Run the standard Seurat
upstream workflow to jointly compute a PCA and UMAP for the datasets:
NormalizeData()
: log1p-normalization with a scaling factor of 10K
FindVariableFeatures()
: identification of 2K HVG
ScaleData()
: standardization of the 2K HVG
RunPCA()
: computation of a PCA with the 2K HVG standardized
RunUMAP()
: computation of a UMAP using the first dims
of the previously computed PCA
## Joint analysis
# Standard Seurat upstream workflow
seu <- NormalizeData(seu)
seu <- FindVariableFeatures(seu)
seu <- ScaleData(seu)
seu <- RunPCA(seu)
seu <- RunUMAP(seu, dims = 1:30, reduction = "pca", reduction.name = "umap.unintegrated")
Plot the PCA and UMAP side-by-side below.
## Plot jointly dimreds
pca.unint <- DimPlot(seu, reduction = "pca", group.by = "batch")
umap.unint <- DimPlot(seu, reduction = "umap.unintegrated", group.by = "batch")
pca.unint + umap.unint
(5 min)
AIM: Check if cells from different datasets share well-known cell-specific markers.

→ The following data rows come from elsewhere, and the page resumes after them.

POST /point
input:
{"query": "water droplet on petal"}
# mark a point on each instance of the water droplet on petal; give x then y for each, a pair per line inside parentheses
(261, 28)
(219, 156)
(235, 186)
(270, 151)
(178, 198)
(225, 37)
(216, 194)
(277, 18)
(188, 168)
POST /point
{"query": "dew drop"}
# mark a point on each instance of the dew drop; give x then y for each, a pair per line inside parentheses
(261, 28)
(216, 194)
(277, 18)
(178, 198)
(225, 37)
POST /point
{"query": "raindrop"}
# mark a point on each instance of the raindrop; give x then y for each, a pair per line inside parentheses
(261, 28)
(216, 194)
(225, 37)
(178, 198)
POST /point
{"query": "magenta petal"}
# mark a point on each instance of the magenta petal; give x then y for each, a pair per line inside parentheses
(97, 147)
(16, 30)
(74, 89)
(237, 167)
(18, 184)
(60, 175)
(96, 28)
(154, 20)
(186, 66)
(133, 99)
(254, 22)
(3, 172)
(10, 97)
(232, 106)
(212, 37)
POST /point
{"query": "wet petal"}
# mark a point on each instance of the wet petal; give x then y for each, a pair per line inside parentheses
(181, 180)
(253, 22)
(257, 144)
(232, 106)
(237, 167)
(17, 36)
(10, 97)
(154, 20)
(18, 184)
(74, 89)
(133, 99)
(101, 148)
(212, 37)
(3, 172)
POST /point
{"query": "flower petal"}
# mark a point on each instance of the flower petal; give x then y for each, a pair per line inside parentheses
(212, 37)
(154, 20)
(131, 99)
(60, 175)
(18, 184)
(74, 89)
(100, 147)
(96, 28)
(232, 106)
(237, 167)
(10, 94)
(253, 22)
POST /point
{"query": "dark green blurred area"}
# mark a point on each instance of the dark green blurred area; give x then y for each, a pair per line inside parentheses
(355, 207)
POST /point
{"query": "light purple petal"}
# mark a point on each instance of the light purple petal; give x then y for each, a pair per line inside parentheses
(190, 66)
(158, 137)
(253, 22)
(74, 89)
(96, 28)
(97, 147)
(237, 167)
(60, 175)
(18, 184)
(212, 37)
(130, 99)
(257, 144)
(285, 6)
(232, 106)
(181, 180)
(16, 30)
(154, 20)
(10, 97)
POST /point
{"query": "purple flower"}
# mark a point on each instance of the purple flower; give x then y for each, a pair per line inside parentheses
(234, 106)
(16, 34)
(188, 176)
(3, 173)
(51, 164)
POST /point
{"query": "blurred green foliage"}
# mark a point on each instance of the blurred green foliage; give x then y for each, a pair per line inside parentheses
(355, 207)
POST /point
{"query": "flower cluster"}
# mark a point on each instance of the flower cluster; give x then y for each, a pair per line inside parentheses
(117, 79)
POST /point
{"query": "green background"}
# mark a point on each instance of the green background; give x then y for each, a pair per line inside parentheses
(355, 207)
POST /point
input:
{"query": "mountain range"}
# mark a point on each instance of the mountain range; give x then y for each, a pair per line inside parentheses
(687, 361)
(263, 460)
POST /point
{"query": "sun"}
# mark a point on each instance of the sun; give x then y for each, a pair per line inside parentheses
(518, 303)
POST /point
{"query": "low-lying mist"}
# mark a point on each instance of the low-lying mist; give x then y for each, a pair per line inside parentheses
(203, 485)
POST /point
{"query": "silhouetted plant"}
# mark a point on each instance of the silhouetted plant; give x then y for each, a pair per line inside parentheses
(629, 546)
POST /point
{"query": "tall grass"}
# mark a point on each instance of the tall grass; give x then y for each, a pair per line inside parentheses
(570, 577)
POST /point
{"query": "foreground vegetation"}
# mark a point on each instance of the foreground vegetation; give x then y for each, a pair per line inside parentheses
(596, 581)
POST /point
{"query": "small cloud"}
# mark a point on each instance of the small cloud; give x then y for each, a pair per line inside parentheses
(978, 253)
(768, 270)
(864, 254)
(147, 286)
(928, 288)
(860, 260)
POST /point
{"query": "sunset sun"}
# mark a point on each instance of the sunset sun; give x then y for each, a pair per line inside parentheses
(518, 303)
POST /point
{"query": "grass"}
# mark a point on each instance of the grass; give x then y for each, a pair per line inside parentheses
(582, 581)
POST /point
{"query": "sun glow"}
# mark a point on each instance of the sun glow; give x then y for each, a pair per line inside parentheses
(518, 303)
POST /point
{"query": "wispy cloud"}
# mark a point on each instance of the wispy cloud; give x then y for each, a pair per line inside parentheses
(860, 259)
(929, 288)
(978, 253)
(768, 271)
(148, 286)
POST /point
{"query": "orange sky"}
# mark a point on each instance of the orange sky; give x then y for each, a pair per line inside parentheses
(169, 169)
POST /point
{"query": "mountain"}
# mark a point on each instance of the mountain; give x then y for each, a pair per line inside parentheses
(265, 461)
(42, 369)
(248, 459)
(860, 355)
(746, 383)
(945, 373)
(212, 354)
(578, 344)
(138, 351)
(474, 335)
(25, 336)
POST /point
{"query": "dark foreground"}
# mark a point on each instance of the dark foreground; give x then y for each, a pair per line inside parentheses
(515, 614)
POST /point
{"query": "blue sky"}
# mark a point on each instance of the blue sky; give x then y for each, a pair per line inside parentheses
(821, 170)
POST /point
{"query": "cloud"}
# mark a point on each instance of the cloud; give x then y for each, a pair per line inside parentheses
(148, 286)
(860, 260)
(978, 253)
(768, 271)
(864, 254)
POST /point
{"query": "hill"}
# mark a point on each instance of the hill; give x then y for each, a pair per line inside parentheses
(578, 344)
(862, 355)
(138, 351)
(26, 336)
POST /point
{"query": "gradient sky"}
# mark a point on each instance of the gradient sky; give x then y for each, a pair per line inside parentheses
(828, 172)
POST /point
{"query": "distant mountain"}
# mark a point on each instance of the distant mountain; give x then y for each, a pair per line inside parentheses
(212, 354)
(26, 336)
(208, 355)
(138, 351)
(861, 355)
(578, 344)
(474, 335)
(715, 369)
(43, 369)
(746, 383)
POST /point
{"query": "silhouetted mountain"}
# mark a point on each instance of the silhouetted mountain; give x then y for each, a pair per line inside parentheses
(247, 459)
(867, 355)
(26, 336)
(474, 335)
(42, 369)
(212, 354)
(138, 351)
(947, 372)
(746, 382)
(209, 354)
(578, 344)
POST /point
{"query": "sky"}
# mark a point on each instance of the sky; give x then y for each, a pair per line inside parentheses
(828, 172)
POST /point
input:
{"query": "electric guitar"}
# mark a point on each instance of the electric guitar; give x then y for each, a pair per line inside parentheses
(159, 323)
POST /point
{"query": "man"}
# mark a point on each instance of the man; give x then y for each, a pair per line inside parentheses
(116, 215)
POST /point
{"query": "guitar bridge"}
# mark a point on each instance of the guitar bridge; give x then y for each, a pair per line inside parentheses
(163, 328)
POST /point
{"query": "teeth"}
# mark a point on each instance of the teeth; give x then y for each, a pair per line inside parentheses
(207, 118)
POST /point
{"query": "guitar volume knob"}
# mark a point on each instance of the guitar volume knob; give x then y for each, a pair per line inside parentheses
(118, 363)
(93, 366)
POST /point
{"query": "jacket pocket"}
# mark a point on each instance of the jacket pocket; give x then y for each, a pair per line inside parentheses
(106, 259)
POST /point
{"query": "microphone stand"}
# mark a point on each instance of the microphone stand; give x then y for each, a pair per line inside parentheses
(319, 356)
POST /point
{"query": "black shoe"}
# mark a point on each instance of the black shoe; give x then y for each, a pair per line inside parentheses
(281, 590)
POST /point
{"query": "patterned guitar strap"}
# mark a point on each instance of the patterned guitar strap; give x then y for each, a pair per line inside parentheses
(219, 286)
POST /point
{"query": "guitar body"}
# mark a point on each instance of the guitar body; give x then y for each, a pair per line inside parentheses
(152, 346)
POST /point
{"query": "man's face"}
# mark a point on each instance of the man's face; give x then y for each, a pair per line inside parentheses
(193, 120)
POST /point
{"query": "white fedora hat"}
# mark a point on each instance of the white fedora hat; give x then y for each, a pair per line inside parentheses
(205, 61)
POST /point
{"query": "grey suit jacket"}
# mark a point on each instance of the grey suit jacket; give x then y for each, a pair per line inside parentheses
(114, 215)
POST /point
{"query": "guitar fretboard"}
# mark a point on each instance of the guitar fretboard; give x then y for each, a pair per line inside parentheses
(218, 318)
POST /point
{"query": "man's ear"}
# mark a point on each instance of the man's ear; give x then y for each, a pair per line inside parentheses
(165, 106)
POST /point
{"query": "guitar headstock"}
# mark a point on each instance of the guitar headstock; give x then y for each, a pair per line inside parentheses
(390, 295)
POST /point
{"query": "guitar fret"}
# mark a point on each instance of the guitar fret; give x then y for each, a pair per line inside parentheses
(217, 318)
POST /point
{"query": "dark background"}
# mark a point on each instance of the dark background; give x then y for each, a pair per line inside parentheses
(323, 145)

Plot below some cell-specific PBMC or pancreatic cell type markers. Feel free to add other genes you might be interested in checking.
## Joint celltype markers
# List of PBMC and (some) pancreatic cell markers
markers.plot <- list(
# "pbmc" = c("CD3D", "CREM", "HSPH1", "SELL", "GIMAP5", "CACYBP", "GNLY", "NKG7", "CCL5",
# "CD8A", "MS4A1", "CD79A", "MIR155HG", "NME1", "FCGR3A", "VMO1", "CCL2", "S100A9",
# "HLA-DQA1", "GPR183", "PPBP", "GNG11", "HBA2", "HBB", "TSPAN13", "IL3RA", "IGJ",
# "PRSS57"),
"pbmc" = c("CD3D", "NKG7", "CD8A", "MS4A1", "CD79A", "FCGR3A"),
"pancreas" = c("REG1A", "PPY", "SST", "GHRL", "VWF", "SOX10")
)
# Plot
pbmc.markers.unint.plot <- FeaturePlot(seu, features = markers.plot$pbmc, split.by = "batch",
max.cutoff = 3, cols = c("grey", "red"),
reduction = "umap.unintegrated", ncol = 4, pt.size = 0.1)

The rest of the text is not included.